Era más fácil asumir que el destino había sido maldito dejándonos sin padre a revelar que el maldito era mi padre que nos abandonaba. Calma. Que no es así, no tan simple. Pero cómo negar que en este país, casi la mitad de los hogares viven sin el papá que un día fue por cigarros y no volvió. Millones de mexicanos y de mexicanas crecimos así. ¿Cuántos serán como yo hijos de aquel padre “refinado”?

Mi casa tenía algo de Comala porque, aunque la narración oficial daba por muerto a mi padre, de vez en cuando recibíamos noticias de él, de vez en cuando mi madre contaba que la había buscado, alguna vez ella misma fue a verlo. O sea que estaba muerto pero hablaba y todo. Y bebía, mucho. He ahí el quid de la cuestión: un padre alcohólico.

Un padre hinchado de aguardiente.

El hecho es que aquel noviembre de 2016 yo estaba intentando un proceso de adopción como madre soltera. Sí, mi hogar sería parte de la estadística de mexicanos sin padre.

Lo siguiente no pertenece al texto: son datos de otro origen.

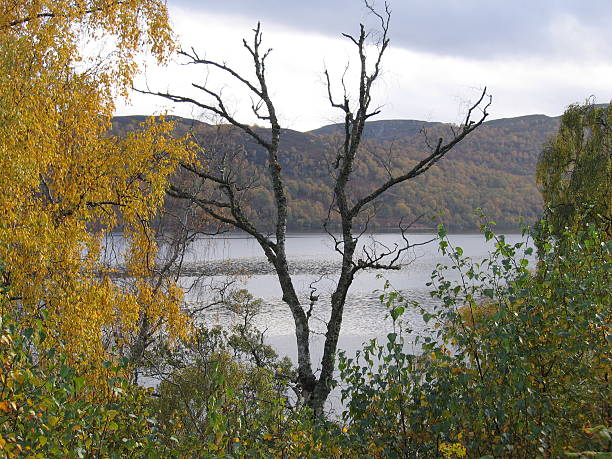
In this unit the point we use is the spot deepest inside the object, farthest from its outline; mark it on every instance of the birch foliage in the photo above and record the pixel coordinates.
(66, 182)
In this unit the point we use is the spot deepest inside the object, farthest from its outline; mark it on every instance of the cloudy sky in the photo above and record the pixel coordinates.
(534, 56)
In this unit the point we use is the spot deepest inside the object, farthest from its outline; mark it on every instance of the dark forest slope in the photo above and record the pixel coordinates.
(493, 169)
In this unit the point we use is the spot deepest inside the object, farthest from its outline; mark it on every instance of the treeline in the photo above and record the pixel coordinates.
(493, 169)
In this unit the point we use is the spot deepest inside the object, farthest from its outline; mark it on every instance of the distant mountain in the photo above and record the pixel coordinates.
(493, 169)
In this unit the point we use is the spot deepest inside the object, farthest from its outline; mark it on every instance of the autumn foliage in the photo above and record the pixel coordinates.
(66, 182)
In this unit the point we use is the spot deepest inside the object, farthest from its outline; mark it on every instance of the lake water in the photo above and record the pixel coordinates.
(312, 259)
(211, 262)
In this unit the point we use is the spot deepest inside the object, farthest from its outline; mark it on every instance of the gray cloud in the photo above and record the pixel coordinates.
(469, 28)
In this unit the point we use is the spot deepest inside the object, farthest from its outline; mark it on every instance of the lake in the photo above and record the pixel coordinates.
(213, 260)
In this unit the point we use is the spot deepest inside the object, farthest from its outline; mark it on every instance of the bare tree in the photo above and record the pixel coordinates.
(229, 206)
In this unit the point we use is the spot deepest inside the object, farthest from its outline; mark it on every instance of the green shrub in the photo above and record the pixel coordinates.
(525, 378)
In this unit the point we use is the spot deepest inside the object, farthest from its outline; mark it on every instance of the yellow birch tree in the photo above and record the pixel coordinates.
(66, 182)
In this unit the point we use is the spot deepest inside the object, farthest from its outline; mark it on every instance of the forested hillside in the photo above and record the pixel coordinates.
(494, 169)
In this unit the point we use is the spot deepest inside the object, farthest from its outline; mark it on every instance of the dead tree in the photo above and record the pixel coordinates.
(229, 207)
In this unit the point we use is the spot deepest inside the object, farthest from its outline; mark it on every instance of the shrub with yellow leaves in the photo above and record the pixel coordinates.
(66, 182)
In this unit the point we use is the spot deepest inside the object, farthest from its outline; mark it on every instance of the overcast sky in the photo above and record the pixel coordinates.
(534, 56)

Quería un hijo y no tenía pareja y mi edad reproductiva ya no era la mejor para buscar y esperar un hijo biológico. Pero el deseo era grande, poderoso. Así que me puse a intentar el camino de la adopción.

Y como las dos puntas de la madeja siempre tienden a tocarse porque son un mismo hilo por más que tratemos de cortarlo, aquello del hijo me llevó inexorablemente al padre.

¿Cómo voy a tener una hija o un hijo sin poderle contar siquiera quién es su abuelo?, ¿qué relato familiar voy a hacerle a esa cría?